En tant que podcasteur et journaliste indépendant, Ole Nimoen reconnaît qu’il jouit de la liberté d’expression et d’autres droits démocratiques dans son Allemagne natale.
Mais il ne voudrait pas mourir pour eux.
Le livre, publié cette semaine, pourquoi je ne me bats pas pour mon pays, le joueur de 27 ans soutient que les gens ordinaires ne devraient pas être envoyés pour se battre au nom de l’État-nation et de ses dirigeants. L’occupation des forces étrangères peut conduire à une vie « idiote », a-t-il déclaré au Financial Times. « Mais je préfère être occupé que mort. »
Le marxiste autoproclamé Nymoen ne prétend pas représenter la génération allemande Z. Mais son attitude, et son intégrité impressionnante à ce sujet, a de nouveau grimpé à une échelle non vue depuis la fin de la guerre froide, profitant du large éventail de questions auxquelles l’Europe est confrontée.

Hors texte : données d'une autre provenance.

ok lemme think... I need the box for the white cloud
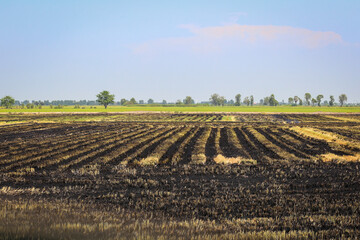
[133,24,344,54]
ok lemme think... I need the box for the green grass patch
[1,105,360,113]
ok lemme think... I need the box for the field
[1,105,360,113]
[1,112,360,239]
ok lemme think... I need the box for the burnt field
[0,113,360,239]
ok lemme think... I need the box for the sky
[1,0,359,103]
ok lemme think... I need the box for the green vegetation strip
[1,105,360,113]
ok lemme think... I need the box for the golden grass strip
[134,127,191,166]
[190,127,212,164]
[213,154,256,165]
[249,128,297,160]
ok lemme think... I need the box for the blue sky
[1,0,359,103]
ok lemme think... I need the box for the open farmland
[1,113,360,239]
[2,105,360,113]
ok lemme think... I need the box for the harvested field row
[1,122,359,175]
[3,126,156,173]
[317,126,360,141]
[3,113,359,124]
[0,124,147,164]
[0,113,225,123]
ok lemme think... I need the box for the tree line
[0,91,351,109]
[287,93,348,107]
[205,93,348,107]
[94,91,350,109]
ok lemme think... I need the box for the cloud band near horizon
[133,24,344,54]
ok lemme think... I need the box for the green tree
[162,100,167,105]
[269,94,278,106]
[183,96,194,105]
[235,94,241,106]
[294,96,299,105]
[210,93,225,106]
[210,93,220,106]
[129,98,137,105]
[120,98,127,105]
[288,97,294,105]
[316,94,324,107]
[339,94,347,107]
[263,97,270,105]
[329,95,335,106]
[250,95,254,106]
[305,93,311,106]
[218,96,226,106]
[243,97,250,106]
[0,96,15,109]
[147,98,154,104]
[96,91,115,109]
[311,98,317,106]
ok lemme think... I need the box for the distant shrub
[26,103,35,109]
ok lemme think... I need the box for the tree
[183,96,194,105]
[263,97,270,105]
[0,96,15,109]
[162,100,167,105]
[96,91,115,109]
[269,94,278,106]
[210,93,220,106]
[235,94,241,106]
[299,99,303,106]
[329,95,335,106]
[120,98,127,105]
[250,95,254,106]
[243,97,250,106]
[218,96,226,106]
[210,93,225,106]
[147,98,154,104]
[316,94,324,107]
[311,98,317,106]
[129,98,137,104]
[294,96,299,105]
[288,97,294,105]
[339,94,347,107]
[305,93,311,106]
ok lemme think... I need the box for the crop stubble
[0,113,359,239]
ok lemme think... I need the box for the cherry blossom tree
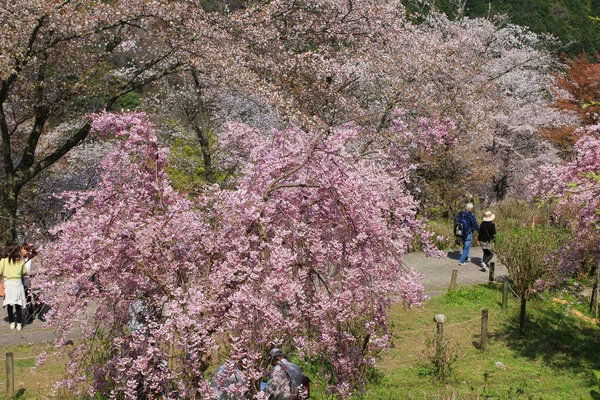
[1,0,570,242]
[0,0,201,242]
[39,111,452,398]
[182,4,567,213]
[529,124,600,277]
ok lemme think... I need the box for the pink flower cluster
[528,125,600,275]
[39,112,448,398]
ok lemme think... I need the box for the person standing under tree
[457,203,480,266]
[478,211,496,272]
[1,244,27,330]
[211,361,247,399]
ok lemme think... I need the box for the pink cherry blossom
[39,112,449,398]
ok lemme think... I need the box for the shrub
[491,198,548,231]
[425,219,456,250]
[494,226,571,336]
[421,333,459,382]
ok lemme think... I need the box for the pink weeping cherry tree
[38,112,454,399]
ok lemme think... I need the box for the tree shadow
[495,303,600,376]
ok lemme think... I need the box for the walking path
[0,247,509,345]
[402,246,509,297]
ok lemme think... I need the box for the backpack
[454,211,468,237]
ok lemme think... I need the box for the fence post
[592,262,600,319]
[436,321,444,354]
[488,262,495,285]
[480,310,488,350]
[502,281,509,311]
[450,270,458,291]
[591,283,598,315]
[6,352,14,398]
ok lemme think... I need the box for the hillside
[404,0,600,56]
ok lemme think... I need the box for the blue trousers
[459,232,473,263]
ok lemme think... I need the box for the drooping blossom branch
[39,112,451,398]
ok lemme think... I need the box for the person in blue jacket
[457,203,480,266]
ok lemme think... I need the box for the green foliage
[68,91,141,114]
[441,285,490,307]
[493,198,549,232]
[402,0,600,57]
[592,370,600,399]
[421,334,459,382]
[165,137,209,191]
[495,226,569,300]
[425,219,456,250]
[109,91,141,111]
[162,121,235,192]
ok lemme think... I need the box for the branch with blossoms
[36,111,452,398]
[528,124,600,277]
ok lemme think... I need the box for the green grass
[0,342,68,400]
[2,285,598,399]
[339,284,600,399]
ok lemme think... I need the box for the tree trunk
[197,127,215,184]
[0,181,19,244]
[519,297,527,337]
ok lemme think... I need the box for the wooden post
[480,310,488,350]
[488,262,495,285]
[502,281,509,311]
[6,352,14,398]
[450,270,458,291]
[436,321,444,354]
[592,262,600,319]
[590,283,597,314]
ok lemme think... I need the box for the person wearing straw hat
[478,211,497,272]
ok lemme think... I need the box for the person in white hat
[478,211,496,272]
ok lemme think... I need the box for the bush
[494,226,571,336]
[421,333,459,382]
[425,219,456,250]
[491,198,548,232]
[109,91,141,111]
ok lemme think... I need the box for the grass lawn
[1,284,598,399]
[0,342,68,400]
[329,284,600,399]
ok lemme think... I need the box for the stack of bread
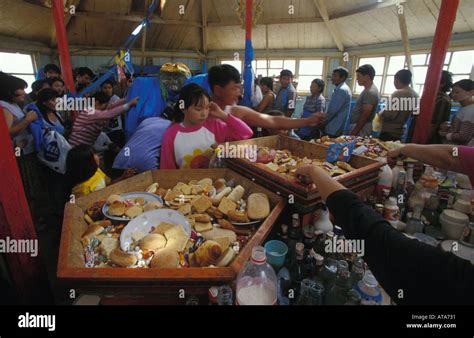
[80,178,272,270]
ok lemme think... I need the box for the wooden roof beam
[313,0,345,52]
[330,0,407,21]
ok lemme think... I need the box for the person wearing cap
[349,64,380,137]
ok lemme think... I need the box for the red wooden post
[52,0,75,94]
[412,0,460,144]
[245,0,252,41]
[0,106,51,304]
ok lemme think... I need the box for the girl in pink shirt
[161,84,253,169]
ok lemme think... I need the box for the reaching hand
[209,102,228,120]
[129,97,140,107]
[295,165,316,185]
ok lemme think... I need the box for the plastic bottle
[353,270,382,305]
[391,160,405,189]
[376,164,393,203]
[236,246,278,305]
[419,165,438,196]
[405,205,424,234]
[383,197,400,226]
[314,206,334,234]
[406,163,416,197]
[351,257,365,287]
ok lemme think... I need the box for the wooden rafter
[331,0,407,20]
[313,0,345,52]
[201,0,208,54]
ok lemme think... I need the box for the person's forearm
[400,144,464,173]
[9,119,31,137]
[308,166,347,201]
[352,110,371,135]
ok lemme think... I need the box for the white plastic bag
[37,130,71,174]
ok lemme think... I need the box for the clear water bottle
[236,246,278,305]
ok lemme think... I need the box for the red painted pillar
[412,0,459,144]
[245,0,252,40]
[52,0,75,94]
[0,106,51,304]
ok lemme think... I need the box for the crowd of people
[1,57,473,305]
[1,61,473,232]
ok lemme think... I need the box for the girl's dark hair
[453,79,474,92]
[312,79,326,93]
[260,77,274,90]
[0,72,27,102]
[172,83,210,123]
[440,71,454,93]
[66,145,98,192]
[36,88,63,126]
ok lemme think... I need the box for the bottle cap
[251,246,267,265]
[295,242,305,253]
[362,270,378,288]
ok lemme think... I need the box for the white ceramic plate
[102,192,163,221]
[120,208,192,251]
[230,219,263,227]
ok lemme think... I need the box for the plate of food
[103,192,164,222]
[120,208,192,252]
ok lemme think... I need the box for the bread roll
[211,187,232,206]
[198,178,213,186]
[110,249,138,267]
[108,201,126,216]
[227,185,245,202]
[247,193,270,220]
[213,178,227,194]
[81,223,105,246]
[98,237,119,257]
[125,205,143,219]
[106,194,123,206]
[201,227,237,244]
[143,201,163,212]
[146,182,159,194]
[150,248,180,269]
[194,240,222,267]
[217,247,236,267]
[139,234,167,251]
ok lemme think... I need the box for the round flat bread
[139,234,167,251]
[150,248,180,269]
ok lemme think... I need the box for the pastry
[164,226,188,252]
[198,178,213,187]
[84,214,94,224]
[139,234,167,251]
[164,190,181,202]
[146,183,159,194]
[213,178,227,194]
[216,247,236,267]
[143,201,163,212]
[213,236,231,250]
[108,201,126,216]
[152,222,177,235]
[228,210,250,223]
[194,221,213,233]
[125,205,143,219]
[189,214,211,223]
[201,227,237,244]
[227,185,245,202]
[211,187,232,206]
[150,248,180,269]
[98,237,119,257]
[192,195,212,213]
[106,194,123,205]
[134,197,146,206]
[81,223,105,246]
[217,197,237,215]
[247,193,270,220]
[191,185,204,194]
[194,240,222,267]
[178,203,192,215]
[207,206,224,219]
[110,248,138,267]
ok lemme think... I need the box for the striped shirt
[69,99,129,147]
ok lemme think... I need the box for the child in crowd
[275,69,297,117]
[68,92,139,147]
[256,77,276,114]
[101,79,125,147]
[160,83,253,169]
[66,144,110,197]
[48,77,65,97]
[297,79,326,140]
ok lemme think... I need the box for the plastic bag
[325,141,355,163]
[37,129,72,174]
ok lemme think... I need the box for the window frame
[0,51,37,90]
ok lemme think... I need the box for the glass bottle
[353,270,382,305]
[345,289,362,305]
[314,206,334,233]
[289,242,306,300]
[296,278,324,305]
[423,195,440,228]
[303,224,316,249]
[313,230,327,256]
[217,285,233,305]
[236,246,278,305]
[406,163,416,197]
[391,171,408,221]
[287,214,302,262]
[319,258,338,291]
[391,160,405,189]
[419,165,438,196]
[277,266,291,306]
[438,171,457,209]
[277,224,289,244]
[325,260,352,305]
[405,205,424,234]
[351,257,365,287]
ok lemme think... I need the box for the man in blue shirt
[325,67,352,137]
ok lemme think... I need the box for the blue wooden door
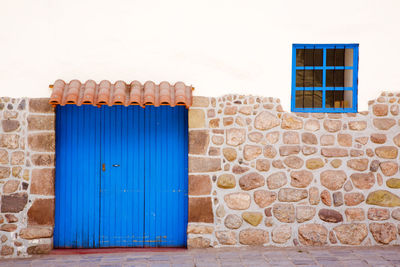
[100,106,145,247]
[54,105,187,248]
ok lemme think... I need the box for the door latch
[102,163,105,172]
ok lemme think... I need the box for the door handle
[102,163,105,172]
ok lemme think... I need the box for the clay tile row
[49,80,193,108]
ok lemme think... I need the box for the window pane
[296,70,322,87]
[327,48,353,66]
[325,90,353,108]
[326,70,352,87]
[313,90,323,108]
[296,49,323,66]
[295,90,322,108]
[345,49,353,66]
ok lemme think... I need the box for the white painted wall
[0,0,399,111]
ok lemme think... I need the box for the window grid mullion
[322,48,326,109]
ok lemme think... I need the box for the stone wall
[0,98,55,257]
[2,92,400,258]
[188,92,400,247]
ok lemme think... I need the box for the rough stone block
[239,229,269,245]
[28,133,55,152]
[306,158,324,169]
[187,224,213,234]
[350,172,375,189]
[192,96,209,107]
[0,166,11,179]
[27,115,55,131]
[226,128,246,146]
[31,154,55,166]
[279,145,300,156]
[301,132,317,145]
[290,170,312,188]
[1,245,14,256]
[188,109,205,128]
[19,227,53,239]
[380,161,398,176]
[1,192,28,213]
[318,209,343,223]
[283,131,299,144]
[254,190,276,208]
[344,192,365,206]
[321,148,348,157]
[320,170,347,190]
[242,212,263,226]
[189,130,209,155]
[333,223,368,245]
[28,198,55,225]
[345,208,365,222]
[29,98,54,113]
[369,222,397,244]
[239,172,265,190]
[30,169,55,196]
[321,190,332,206]
[373,104,389,116]
[347,159,369,171]
[248,132,263,143]
[224,192,251,210]
[189,175,211,195]
[366,190,400,207]
[323,119,342,132]
[278,188,307,202]
[0,134,19,149]
[298,224,328,246]
[348,121,367,131]
[272,225,291,244]
[224,214,243,229]
[188,157,221,172]
[304,119,320,131]
[309,187,319,205]
[283,156,303,169]
[256,159,270,172]
[296,206,316,223]
[337,133,352,147]
[3,180,20,194]
[267,172,287,190]
[373,118,396,130]
[187,237,211,248]
[370,133,387,144]
[2,120,20,132]
[188,197,213,223]
[387,178,400,188]
[375,146,398,159]
[215,230,236,245]
[243,145,262,161]
[254,111,280,130]
[367,208,390,221]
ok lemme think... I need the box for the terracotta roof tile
[49,79,193,108]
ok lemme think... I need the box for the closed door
[54,105,188,248]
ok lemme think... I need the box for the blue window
[291,44,359,113]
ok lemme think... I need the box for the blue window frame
[291,44,359,113]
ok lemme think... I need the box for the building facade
[1,82,400,257]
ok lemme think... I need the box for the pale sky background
[0,0,399,111]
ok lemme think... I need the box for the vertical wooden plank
[144,106,188,247]
[54,106,101,248]
[100,106,145,247]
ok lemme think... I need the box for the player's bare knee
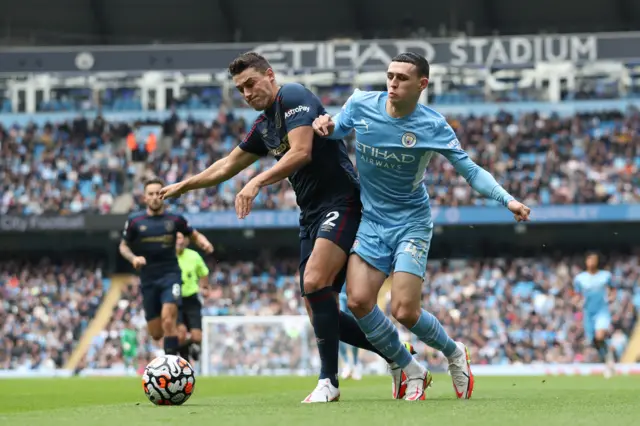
[346,292,375,318]
[149,329,163,341]
[303,266,334,294]
[391,302,420,328]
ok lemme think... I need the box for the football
[142,354,196,405]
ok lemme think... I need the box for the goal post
[201,315,390,377]
[201,315,315,376]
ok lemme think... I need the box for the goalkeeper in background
[121,325,138,373]
[176,232,210,363]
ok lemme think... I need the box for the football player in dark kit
[120,178,214,358]
[160,52,414,403]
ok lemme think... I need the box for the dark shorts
[299,201,361,296]
[177,294,203,331]
[141,271,182,321]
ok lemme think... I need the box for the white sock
[403,358,425,378]
[446,346,464,361]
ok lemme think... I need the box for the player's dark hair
[228,52,272,76]
[144,177,165,189]
[392,52,430,78]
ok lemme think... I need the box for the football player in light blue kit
[338,286,362,380]
[312,52,531,401]
[573,251,616,378]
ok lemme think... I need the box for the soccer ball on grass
[142,354,196,405]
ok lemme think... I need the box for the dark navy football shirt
[122,211,194,281]
[239,83,360,226]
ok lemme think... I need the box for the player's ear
[419,77,429,91]
[265,68,276,82]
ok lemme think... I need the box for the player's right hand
[132,256,147,270]
[312,114,335,137]
[159,182,186,200]
[507,200,531,222]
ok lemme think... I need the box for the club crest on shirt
[401,132,417,148]
[165,220,175,232]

Berlin a versé près de 100 milliards d’euros dans de nouveaux équipements des forces allemandes Bandeswale depuis l’invasion de l’Ukraine par la Russie en 2022.
Mais ces fonds aident à combler les lacunes des armes et de l’équipement, mais l’un des plus grands problèmes restants est le talent.
Le secrétaire militaire allemand Eva Hegl a averti cette semaine que le pays n’approcherait pas son objectif d’avoir une troupe active de 203 000 d’ici 2031, car la taille globale a légèrement chuté l’an dernier. Un quart des 18 810 hommes et femmes qui se sont inscrits en 2023 ont quitté l’armée dans les six mois.
« Cette évolution doit être arrêtée et inversée comme un problème urgent », a déclaré Hegl.
Un porte-parole de Bundeswehr a déclaré que les militaires avaient pris des mesures pour endiguer le déversement des jeunes recrues, y compris une période de préavis pour éviter les décisions « de dernière minute et émotionnelles.
Cependant, un commandant principal de l’armée a déclaré que les membres de la génération Z, connus dans le monde des affaires pour leurs efforts pour reconstruire la culture d’entreprise, sont également dans l’armée avec une variété d’idées et de perspectives. « Les gens sont vulnérables et pleurent facilement », a-t-il déclaré. « Ils parlent de l’équilibre entre vie professionnelle et vie privée. »
« Je comprends cela », a ajouté le commandant. « Ils ont grandi à différents moments. Ce n’est pas une mauvaise perspective, mais cela ne correspond pas aussi bien à la situation en temps de guerre. »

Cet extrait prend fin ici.